With the rapid growth of digital textual data, the need for systematic organization of large datasets has become critical. Topic modeling stands out as an effective approach for analyzing large volumes of text datasets. Neural Topic Models (NTMs) have been developed to overcome the limitations of traditional methods by using contextual embeddings, such as Bidirectional Encoder Representations from Transformers (BERT), to improve topic coherence. Recent advancements in Natural Language Processing (NLP) have further enhanced document processing capabilities through large language models (LLMs) such as LLaMA and the Generative Pre-trained Transformer (GPT). This research explores whether LLM embeddings within NTMs offer better performance compared to conventional models like Sentence-BERT (S-BERT) and DistilBERT. In particular, we examine the impact of text preprocessing on topic modeling. A comparative analysis is conducted using datasets from three domains, evaluating six topic models, including LLMs such as Falcon and LLaMA3, using three evaluation metrics. Results show that while no single model consistently excelled across all metrics, LLaMA3 demonstrated the best performance in coherence among the LLMs. In addition, overall topic modeling performance improved with the application of all six preprocessing techniques. LLaMA3 showed progressively better performance with additional preprocessing, confirming its stability and effectiveness in topic modeling. These findings suggest that LLMs can be reliable tools for topic identification across diverse datasets.

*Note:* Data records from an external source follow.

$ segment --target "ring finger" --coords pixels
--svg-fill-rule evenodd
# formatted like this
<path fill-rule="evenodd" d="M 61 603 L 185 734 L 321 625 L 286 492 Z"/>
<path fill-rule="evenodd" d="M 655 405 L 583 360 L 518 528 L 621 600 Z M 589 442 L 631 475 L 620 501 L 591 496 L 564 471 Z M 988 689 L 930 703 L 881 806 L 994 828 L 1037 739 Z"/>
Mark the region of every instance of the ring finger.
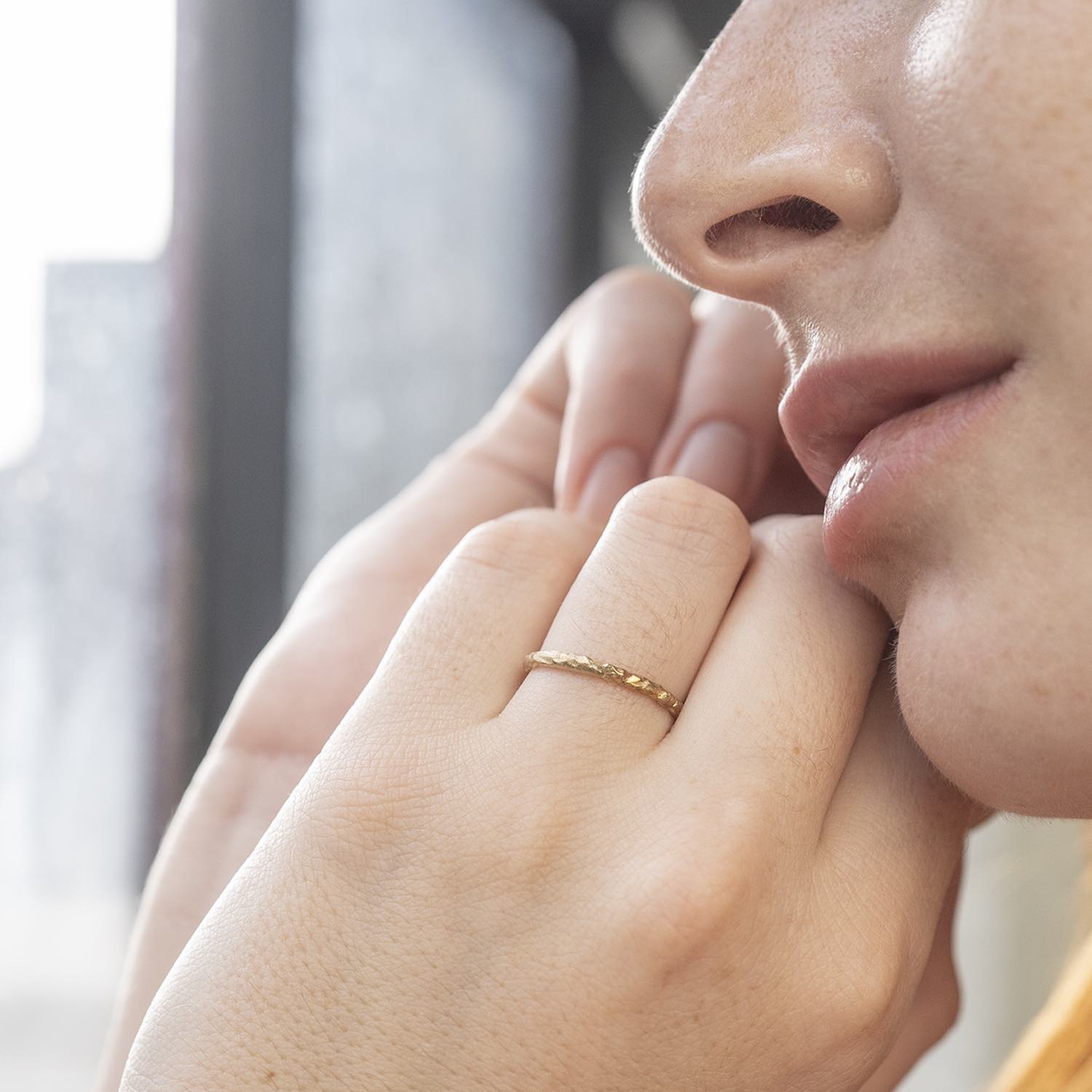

利用法学硕士增强文档嵌入中的主题一致性和多样性:以BERTopic为重点
随着数字文本数据的快速增长,对大型数据集进行系统组织的需求变得至关重要。主题建模是分析大量文本数据集的一种有效方法。神经主题模型(ntm)的发展是为了克服传统方法的局限性,通过使用上下文嵌入,如来自变形金刚的双向编码器表示(BERT),来提高主题一致性。自然语言处理(NLP)的最新进展通过大型语言模型(llm),如LLaMA和生成预训练转换器(GPT),进一步增强了文档处理能力。本研究探讨了与传统模型(如Sentence-BERT (S-BERT)和DistilBERT)相比,ntm中的LLM嵌入是否提供了更好的性能。特别地,我们研究了文本预处理对主题建模的影响。使用三个领域的数据集进行了比较分析,使用三个评估指标评估了六个主题模型,包括Falcon和LLaMA3等法学硕士。结果表明,虽然没有单一模型在所有指标上都表现出色,但LLaMA3在llm之间的一致性方面表现最佳。此外,这六种预处理技术的应用提高了主题建模的整体性能。通过进一步的预处理,LLaMA3的性能逐渐提高,证实了其在主题建模中的稳定性和有效性。这些发现表明llm可以成为跨不同数据集进行主题识别的可靠工具。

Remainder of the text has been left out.